First off, it's not a question of "if"; it is a well-known, long standing rule in the Senate that with the sole exception of Supreme Court nominees, judges that get voted down in committee don't get a floor vote. The Constitution says the Senate shall advise and consent; it doesn't dictate procedures for them, and certainly doesn't mandate a floor vote.

As for the consequences, at least Bush gets an early resolution and a chance to find another nominee. All too often, when Republicans controlled the committee and the Senate, Clinton's nominees wouldn't even get a committee vote; the nomimations would just languish, sometimes for years, while the nominee stayed in limbo and the post remained vacant.

So it's a sign of a "looming crisis" which threatens to "jeopardize the functioning of government" when ten Democrats vote down a Republican nominee. May we infer then that it was simply business as usual when ten Republicans exercised this peculiar form of pocket veto over Democratic nominees?
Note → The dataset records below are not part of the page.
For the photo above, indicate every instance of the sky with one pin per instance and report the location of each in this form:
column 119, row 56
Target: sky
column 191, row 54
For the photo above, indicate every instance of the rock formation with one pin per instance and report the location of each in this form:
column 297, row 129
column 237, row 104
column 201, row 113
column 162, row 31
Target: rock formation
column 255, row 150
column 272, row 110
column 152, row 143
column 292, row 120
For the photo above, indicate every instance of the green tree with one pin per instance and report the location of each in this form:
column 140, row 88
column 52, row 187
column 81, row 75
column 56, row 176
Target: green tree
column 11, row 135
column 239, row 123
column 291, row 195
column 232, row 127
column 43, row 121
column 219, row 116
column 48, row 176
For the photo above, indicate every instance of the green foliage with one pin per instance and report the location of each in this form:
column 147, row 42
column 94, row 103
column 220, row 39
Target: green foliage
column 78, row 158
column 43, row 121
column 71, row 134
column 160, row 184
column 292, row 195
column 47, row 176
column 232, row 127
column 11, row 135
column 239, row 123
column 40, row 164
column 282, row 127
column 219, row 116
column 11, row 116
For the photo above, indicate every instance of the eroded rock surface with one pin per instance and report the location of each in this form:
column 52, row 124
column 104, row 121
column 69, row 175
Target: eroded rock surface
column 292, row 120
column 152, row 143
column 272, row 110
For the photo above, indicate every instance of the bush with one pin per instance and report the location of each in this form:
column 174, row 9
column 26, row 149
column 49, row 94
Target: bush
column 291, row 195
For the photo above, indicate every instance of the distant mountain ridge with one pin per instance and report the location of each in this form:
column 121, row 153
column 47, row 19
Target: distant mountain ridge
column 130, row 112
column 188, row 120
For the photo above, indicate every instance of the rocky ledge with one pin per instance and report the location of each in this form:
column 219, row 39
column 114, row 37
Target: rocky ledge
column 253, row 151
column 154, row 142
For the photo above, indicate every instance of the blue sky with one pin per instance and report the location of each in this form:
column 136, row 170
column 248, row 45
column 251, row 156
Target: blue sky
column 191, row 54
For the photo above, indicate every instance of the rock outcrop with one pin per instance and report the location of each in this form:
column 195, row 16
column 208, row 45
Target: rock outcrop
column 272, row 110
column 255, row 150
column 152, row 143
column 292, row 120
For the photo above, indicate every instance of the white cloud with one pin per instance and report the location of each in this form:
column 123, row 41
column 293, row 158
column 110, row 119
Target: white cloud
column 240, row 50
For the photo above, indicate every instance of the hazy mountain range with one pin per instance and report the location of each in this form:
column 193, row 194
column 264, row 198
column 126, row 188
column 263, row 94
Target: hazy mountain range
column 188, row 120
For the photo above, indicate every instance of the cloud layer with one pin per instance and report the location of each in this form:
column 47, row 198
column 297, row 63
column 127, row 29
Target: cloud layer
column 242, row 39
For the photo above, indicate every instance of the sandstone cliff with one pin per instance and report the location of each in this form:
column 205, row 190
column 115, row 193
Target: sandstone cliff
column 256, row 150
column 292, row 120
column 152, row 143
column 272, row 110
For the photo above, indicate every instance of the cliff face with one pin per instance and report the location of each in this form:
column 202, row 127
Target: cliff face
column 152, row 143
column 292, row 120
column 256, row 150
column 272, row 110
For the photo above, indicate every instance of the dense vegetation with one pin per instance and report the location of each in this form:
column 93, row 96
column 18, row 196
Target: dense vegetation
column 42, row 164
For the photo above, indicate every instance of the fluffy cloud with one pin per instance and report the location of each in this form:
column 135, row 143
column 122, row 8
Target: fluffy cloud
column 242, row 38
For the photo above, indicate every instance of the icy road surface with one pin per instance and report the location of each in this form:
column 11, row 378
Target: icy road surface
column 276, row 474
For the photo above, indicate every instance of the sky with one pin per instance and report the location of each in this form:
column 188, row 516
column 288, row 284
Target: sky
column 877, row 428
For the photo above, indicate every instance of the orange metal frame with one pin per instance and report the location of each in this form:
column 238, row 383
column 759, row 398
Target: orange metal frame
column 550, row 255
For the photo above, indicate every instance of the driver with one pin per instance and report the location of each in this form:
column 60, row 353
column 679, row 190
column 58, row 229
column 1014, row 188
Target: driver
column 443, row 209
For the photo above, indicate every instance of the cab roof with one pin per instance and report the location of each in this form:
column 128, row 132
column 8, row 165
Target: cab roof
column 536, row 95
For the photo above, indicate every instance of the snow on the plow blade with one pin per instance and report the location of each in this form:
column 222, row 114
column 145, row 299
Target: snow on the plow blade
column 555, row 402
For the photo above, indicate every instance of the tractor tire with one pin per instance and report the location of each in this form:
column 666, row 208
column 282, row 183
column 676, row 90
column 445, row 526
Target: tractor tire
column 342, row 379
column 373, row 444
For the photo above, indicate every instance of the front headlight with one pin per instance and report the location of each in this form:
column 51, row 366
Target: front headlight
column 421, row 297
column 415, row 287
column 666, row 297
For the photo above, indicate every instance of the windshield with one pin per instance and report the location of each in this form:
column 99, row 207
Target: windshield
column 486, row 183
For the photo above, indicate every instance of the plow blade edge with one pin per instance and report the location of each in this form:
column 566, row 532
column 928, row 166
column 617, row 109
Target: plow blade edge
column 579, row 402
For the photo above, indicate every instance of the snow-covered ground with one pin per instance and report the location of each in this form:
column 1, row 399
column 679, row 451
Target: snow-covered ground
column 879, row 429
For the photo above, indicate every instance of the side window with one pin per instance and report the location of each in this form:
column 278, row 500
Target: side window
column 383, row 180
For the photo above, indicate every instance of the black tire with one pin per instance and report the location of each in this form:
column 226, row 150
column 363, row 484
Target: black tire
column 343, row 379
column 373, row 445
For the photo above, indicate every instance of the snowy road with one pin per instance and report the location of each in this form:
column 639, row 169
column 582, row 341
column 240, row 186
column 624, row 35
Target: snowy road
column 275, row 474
Broder won his Pulitzer for Commentary in 1973.

Moving to the local stage, yesterday's Eileen McNamara column bent over backwards trying to blame Jane Swift's departure from the Massachusetts gubernatorial race on "the 'powerful men' we've heard so much about" (when Swift herself stupidly tried to blame sexism for the consequences of her own mistakes), and not on Swift's own numerous string of gaffes, saying, among other things,

The most predictable and offensive canard offered in that ''told-you-so'' tone by talking heads in the wake of Swift's withdrawal was that the first woman governor in state history had buckled under the weight of her family obligations. Didn't we warn her she couldn't have it all? Didn't we predict those babies would be too much to juggle?

The most prominent "talking head" making that claim, as it happens, was female --- specifically, Jane Swift:

In a stunning turnabout, Acting Governor Jane Swift yesterday withdrew from the race for governor, saying she could not meet the challenge from Republican businessman Mitt Romney and at the same time carry out her duties as governor and as a parent to three young children.

McNamara would not have had to look far into her own paper's coverage to discover this --- what I just quoted was the lead paragraph of their front-page story on Swift's departure. As to the rest of her claims, what let the air out of Swift's campaign wasn't just the drying up of funds, for which the unnamed powerful men might have some responsibility, but the abysmal poll numbers, which showed Swift with 12% support to Romney's 75%.

McNamara won her Pulitzer for Commentary in 1997.